The performance of HGS sources for Case 4 a battery power, b flywheel power, c EV power, and d DG power

The proposed control method and existing work in [7] are further compared in Fig. 22 using the statistical analysis of the frequency deviation presenting computational results of minimum (Min), maximum (Max), the difference between maximum and minimum (Max–Min), mean, and standard deviation (Std). The maximum and minimum values are employed to define the overshoot and undershoot of the frequency response during the different loading conditions, respectively. The difference between them is used to express the range of changes, and if this indicator is near zero, it means that the frequency deviation is a near-constant and stable value.

Fig. 22
figure 22

Statistical analysis for frequency deviation (Hz): a Case 1, b Case 2, c Case 3, and d Case 4

The mean value reflects the frequency response during the whole simulation time, while the standard deviation expresses how much the frequency response differs from the mean value of the frequency response curve. A comparison between the proposed work and the existing work for the frequency deviation response is presented to evaluate the effectiveness of the proposed method.

The proposed method in Case 1 reduces the undershoot by 82.2% compared to the existing work, and the overshoot by 32.4%. The proposed method has the lowest value of the difference between the maximum and minimum values, mean, and standard deviation. In Case 2, the improvements reach 93.4% and 87.8% in the undershoot and overshoot, respectively, compared to the existing work. The mean, standard deviation values, and the difference between the maximum and minimum validate the proposed control method.
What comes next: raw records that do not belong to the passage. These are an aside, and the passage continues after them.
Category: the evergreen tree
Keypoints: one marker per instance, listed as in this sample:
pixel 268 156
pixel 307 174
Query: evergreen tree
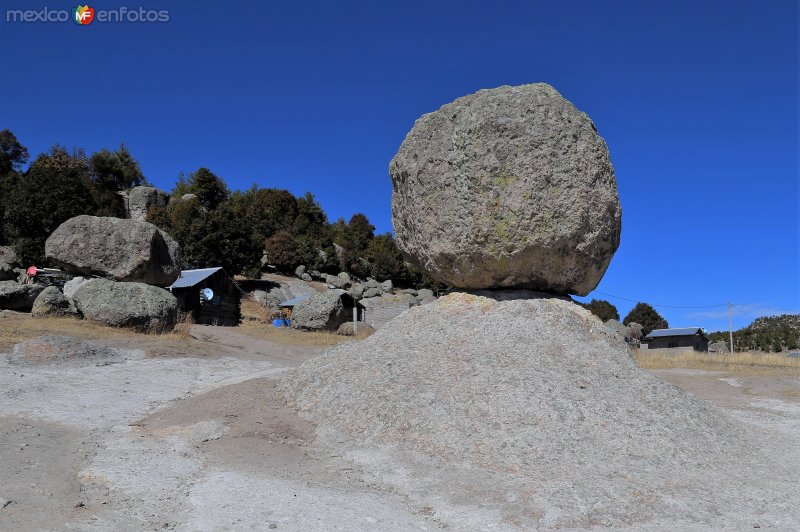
pixel 354 239
pixel 281 249
pixel 12 154
pixel 647 317
pixel 54 189
pixel 114 172
pixel 385 259
pixel 206 185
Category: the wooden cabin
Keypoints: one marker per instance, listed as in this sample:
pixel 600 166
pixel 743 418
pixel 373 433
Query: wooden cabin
pixel 687 339
pixel 192 291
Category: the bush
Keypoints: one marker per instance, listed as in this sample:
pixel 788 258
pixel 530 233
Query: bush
pixel 602 309
pixel 281 251
pixel 647 317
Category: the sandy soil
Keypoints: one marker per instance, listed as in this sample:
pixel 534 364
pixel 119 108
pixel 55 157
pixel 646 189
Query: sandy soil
pixel 195 437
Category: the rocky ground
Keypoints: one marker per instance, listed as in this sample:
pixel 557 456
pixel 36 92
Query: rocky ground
pixel 201 439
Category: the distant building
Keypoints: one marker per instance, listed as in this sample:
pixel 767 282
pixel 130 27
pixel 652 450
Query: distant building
pixel 687 338
pixel 193 288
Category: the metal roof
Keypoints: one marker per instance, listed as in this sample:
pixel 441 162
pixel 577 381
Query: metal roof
pixel 295 300
pixel 192 277
pixel 685 331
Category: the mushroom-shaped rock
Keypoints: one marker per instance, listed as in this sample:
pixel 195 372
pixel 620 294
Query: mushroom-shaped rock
pixel 123 250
These indicators have smaller values than those in the existing work.

In addition, the importance of the proposed control technique compared to the existing work is observed in Case 3, where it improves the lowest minimum value by 78.6% and lowest maximum value by 72.1%. Also, the other indicators, including the difference between the maximum and minimum, mean, and standard deviation achieve enhancements of 76%, 100%, and 91%, respectively. The proposed PI-GWO of Kn control method in Case 4 makes the system more stable and reliable through the improvements of 91.7%, 85.7%, 89.2%, 98.4%, and 95.4% for minimum, maximum, the difference between the maximum and minimum, mean, and standard deviation, respectively.

6 Conclusion

This paper presents an adaptive coordination control method for optimal operation of the RESs and fuel cell system. The proposed method is based on the PI-GWO controller to set the power-sharing between RESs and FCs, and therefore to stabilize the power system frequency with different loading conditions. The studied system has multi-energy sources, including intermittent PV and wind generation systems, leading to more fluctuations in the power system frequency. The parameters of the PI controller are tuned using the GWO technique to obtain optimal controller values. The proposed control method is examined with four cases with different load profiles, and the effectiveness and robustness of the proposed method are validated by comparing it with existing work. The simulation results validate the effectiveness of the proposed method compared with the existing one. The key findings can be summarized as follows:

  • The proposed control approach for HGS constructively mitigates the frequency fluctuations and improves the power exchange between the generation and load sides under different generation and load conditions.

  • The variable Kn effectively maintains the load/frequency at an approximately constant level during the assessment tests.

  • With the proposed coordination control strategy based on PI-GWO of Kn, the variability of Kn shows a superior performance over the constant Kn in terms of minimum, maximum, the difference between the maximum and minimum, mean, and standard deviation of the frequency deviation.

  • The computational results of the frequency deviation are listed and discussed, and prove the superiority of the proposed coordination control method.

  • With the proposed coordination control strategy based on PI-GWO of Kn, the power-sharing from RESs to fuel cell through AE is optimized.

The proposed work can initiate a new research area using the proposed work with different control methods and optimization techniques.